Rocky Beers

No. 81 – Oklahoma Sooners
- Position: Tight end
- Class: Redshirt Senior

Personal information
- Listed height: 6 ft 5 in (1.96 m)
- Listed weight: 240 lb (109 kg)

Career information
- High school: Valor Christian (Highlands Ranch, Colorado)
- College: Air Force (2021–2022); FIU (2023–2024); Colorado State (2025); Oklahoma (2026–present);
- Stats at ESPN

= Rocky Beers =

American football player

Rocky Beers is an American football tight end for the Oklahoma Sooners. He previously played for the Air Force Falcons, FIU Panthers, and Colorado State Rams.

==Early life==
Beers attended Valor Christian High School in Highlands Ranch, Colorado. He committed to play college football for the Air Force Falcons.

==College career==
In two seasons at Air Force from 2021 to 2022, Beers played in 12 games, making no receptions. After the 2022 season, he entered the NCAA transfer portal.

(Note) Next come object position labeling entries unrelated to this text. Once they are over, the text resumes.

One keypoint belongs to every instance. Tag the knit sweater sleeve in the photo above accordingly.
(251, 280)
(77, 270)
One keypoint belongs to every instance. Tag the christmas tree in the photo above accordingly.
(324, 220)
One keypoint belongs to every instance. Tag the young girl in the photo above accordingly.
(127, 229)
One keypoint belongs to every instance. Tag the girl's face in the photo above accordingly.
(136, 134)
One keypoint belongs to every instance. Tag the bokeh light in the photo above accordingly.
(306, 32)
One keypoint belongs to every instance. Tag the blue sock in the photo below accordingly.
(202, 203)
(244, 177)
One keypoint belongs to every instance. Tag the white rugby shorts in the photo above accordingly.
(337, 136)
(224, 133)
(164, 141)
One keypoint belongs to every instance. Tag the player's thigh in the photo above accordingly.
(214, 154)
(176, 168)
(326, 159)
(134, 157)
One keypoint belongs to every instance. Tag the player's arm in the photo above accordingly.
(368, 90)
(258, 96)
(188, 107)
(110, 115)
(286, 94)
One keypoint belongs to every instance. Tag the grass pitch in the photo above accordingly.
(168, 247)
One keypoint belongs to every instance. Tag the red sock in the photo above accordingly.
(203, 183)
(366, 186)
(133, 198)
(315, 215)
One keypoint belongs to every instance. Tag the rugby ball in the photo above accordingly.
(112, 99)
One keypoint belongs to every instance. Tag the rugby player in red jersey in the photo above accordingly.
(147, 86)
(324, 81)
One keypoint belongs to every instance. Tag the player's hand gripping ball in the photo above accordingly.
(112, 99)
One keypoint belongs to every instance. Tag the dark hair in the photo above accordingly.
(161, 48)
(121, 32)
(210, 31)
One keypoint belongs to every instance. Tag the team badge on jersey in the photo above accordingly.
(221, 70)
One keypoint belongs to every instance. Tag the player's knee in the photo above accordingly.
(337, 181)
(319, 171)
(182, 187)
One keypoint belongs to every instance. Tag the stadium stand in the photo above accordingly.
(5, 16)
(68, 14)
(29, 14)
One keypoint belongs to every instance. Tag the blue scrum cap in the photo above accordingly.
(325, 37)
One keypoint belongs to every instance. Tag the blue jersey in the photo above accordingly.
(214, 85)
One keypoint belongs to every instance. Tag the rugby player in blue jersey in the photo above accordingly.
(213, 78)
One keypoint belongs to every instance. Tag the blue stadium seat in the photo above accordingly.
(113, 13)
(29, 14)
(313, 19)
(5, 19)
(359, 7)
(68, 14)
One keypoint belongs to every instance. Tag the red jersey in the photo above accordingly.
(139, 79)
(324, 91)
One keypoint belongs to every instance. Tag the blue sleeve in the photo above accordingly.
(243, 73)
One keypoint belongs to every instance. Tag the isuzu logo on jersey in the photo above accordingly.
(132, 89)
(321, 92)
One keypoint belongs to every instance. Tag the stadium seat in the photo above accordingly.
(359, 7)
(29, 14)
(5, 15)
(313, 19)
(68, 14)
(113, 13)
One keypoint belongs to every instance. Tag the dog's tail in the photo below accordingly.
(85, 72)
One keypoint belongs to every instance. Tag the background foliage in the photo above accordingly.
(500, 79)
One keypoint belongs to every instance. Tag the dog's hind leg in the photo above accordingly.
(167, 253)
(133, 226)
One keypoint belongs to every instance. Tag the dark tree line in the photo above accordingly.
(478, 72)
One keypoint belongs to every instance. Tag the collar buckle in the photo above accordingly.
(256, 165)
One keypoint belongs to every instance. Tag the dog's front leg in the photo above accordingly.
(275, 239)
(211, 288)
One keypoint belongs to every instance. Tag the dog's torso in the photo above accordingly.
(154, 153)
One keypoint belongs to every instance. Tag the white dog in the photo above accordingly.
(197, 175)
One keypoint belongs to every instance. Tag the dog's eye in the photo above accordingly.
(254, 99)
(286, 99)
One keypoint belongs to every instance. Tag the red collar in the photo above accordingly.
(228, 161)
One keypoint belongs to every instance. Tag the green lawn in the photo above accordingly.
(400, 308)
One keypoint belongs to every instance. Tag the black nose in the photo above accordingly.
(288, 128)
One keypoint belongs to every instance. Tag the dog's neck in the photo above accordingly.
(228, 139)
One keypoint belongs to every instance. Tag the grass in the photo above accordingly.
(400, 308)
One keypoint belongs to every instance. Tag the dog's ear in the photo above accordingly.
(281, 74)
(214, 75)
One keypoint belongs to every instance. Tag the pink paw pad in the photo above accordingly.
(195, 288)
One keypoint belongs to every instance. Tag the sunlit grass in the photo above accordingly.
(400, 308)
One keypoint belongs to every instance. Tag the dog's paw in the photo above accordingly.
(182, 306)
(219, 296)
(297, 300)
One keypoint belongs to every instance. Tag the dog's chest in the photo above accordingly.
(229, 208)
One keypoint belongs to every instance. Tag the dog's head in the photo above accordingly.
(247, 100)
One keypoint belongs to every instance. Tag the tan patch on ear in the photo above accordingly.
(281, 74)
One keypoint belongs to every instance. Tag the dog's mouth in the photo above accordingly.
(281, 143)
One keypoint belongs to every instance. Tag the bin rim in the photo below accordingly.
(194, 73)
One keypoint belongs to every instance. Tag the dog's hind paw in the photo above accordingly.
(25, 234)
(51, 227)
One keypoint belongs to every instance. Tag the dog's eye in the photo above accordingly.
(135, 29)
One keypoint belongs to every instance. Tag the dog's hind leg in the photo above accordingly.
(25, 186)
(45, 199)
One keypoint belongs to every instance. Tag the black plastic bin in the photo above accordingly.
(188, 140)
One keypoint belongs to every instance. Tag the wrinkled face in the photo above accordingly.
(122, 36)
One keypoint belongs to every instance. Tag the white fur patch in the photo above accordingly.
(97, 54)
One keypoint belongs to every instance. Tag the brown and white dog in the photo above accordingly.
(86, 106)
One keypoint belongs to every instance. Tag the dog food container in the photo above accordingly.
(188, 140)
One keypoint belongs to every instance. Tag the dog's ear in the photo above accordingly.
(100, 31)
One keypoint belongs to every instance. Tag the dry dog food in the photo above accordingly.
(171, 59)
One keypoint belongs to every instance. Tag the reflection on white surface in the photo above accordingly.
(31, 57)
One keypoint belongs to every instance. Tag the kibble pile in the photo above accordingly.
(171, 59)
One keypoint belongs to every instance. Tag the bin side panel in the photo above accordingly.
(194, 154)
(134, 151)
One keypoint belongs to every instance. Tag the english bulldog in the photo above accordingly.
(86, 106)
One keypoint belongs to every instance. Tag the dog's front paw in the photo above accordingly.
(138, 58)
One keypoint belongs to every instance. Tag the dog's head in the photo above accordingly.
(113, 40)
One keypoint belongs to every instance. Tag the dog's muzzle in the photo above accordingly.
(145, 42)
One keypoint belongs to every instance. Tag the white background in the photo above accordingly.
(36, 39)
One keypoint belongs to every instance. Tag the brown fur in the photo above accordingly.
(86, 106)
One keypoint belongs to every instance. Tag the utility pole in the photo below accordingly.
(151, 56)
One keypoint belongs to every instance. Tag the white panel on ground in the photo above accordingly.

Beers transferred to play for the FIU Panthers. In two seasons at FIU from 2023 to 2024, he hauled in 22 passes for 176 yards and two touchdowns. After the 2024 season, Beers again entered the NCAA transfer portal.

Beers transferred to play for the Colorado State Rams. He finished the 2025 season with 31 receptions for 388 yards and seven touchdowns, earning second-team all-Mountain West honors. After the season, Beers once again entered the NCAA transfer portal.

Beers transferred to play for the Oklahoma Sooners. In the 2026 season opener, he caught two passes for 43 yards and a touchdown in a win over UTEP.

==Personal life==
Beers is the older brother of WNBA forward Raegan Beers.